Pasaron varios minutos después de que Georgina hubiese dejado de oír las pisadas de su hijo sobre el chinarro alejándose y estaba empezando a intranquilizarse, no veía a nadie, la noche no hacía ningún ruido y sólo podía sentir una profunda soledad en medio de tanta gente que ya no estaba en este mundo, casi como un murmullo dijo:

— ¡Jorge!, cariño ¿dónde estás, me oyes nene? —entonces empezó a subir el tono de su voz— ¡Jorge!, ¿Me estas oyendo?, dime algo, ¡Jorge por Dios! —La voz de Georgina eran gritos ya— ¡Jorge, Jorge!

El hijo, que ya había escuchado a su madre, se encontraba preocupado porque a pesar de que él le respondía, ella no parecía oírle.
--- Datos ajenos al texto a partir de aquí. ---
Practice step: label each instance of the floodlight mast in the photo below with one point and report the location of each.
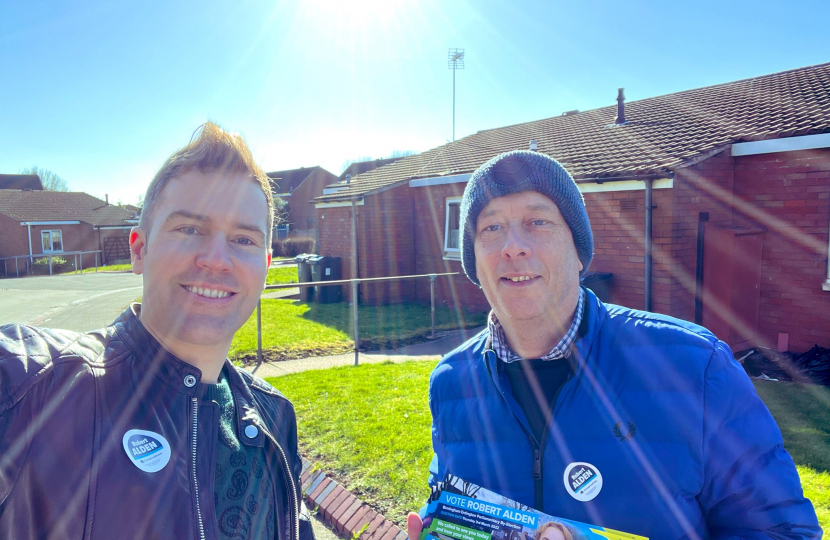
(455, 60)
Por otro lado, Jorge estaba completamente perdido, porque al haber entrado al recinto por un lugar distinto al habitual, sin luz, nervioso, y sabiendo que le esperaba su madre, no podía encontrar el sitio concreto donde estaba enterrada su mujer. A la vez estaba inquieto pensando que su madre podría decidir ir a buscarlo, caerse y romperse la cadera o cualquier otra cosa, siendo como era tan mayor.

Jorge tenía abrazado el gran ramo de rosas y, cuando oyó a su madre gritando como una loca que por favor fuese a por ella, que tenía mucho miedo, tomó una decisión drástica: arrojó el ramo sobre la primera tumba que encontró y se encaminó hacia el lugar de donde procedía la voz de Georgina. Acalló su conciencia mandándole un pensamiento a su mujer, prometiéndole que ya volvería con un ramo enorme y con mucho tiempo para estar con ella. Con cierta dificultad localizó a su madre, y ambos se dirigieron al coche; Georgina le recriminó en el corto trayecto que no hubiese ido a por ella para que hubieran rezado un responso por su nuera. Jorge le explicó la decisión que había tomado de no recogerla, porque debido a las muchas piedras sueltas y promontorios le dio miedo que pudiese caerse con tan poca luz. Georgina le dijo que había tardado muchísimo y que ella estaba desesperada porque apareciese, entonces el hijo mintió piadosamente y le dijo que la causa era que había estado rezando él las oraciones que ella solía hacer.

—Bueno hijo, eso está muy bien —le contestó la madre— Si no te importa, acompáñame que rece yo también por ella aquí en el coche —añadió.

Al día siguiente una mujer se encontró encima de la tumba de su marido el ramo, y pensó: «ya sabía yo que me engañaba con otra€ Y ¡qué caradura la tía! mira que dejar encima de la lápida ese ramo de rosas, ¿y rojas? y con esa frase, te vas a enterar, Alfonso, ¡al año que viene ni te limpio la lápida!».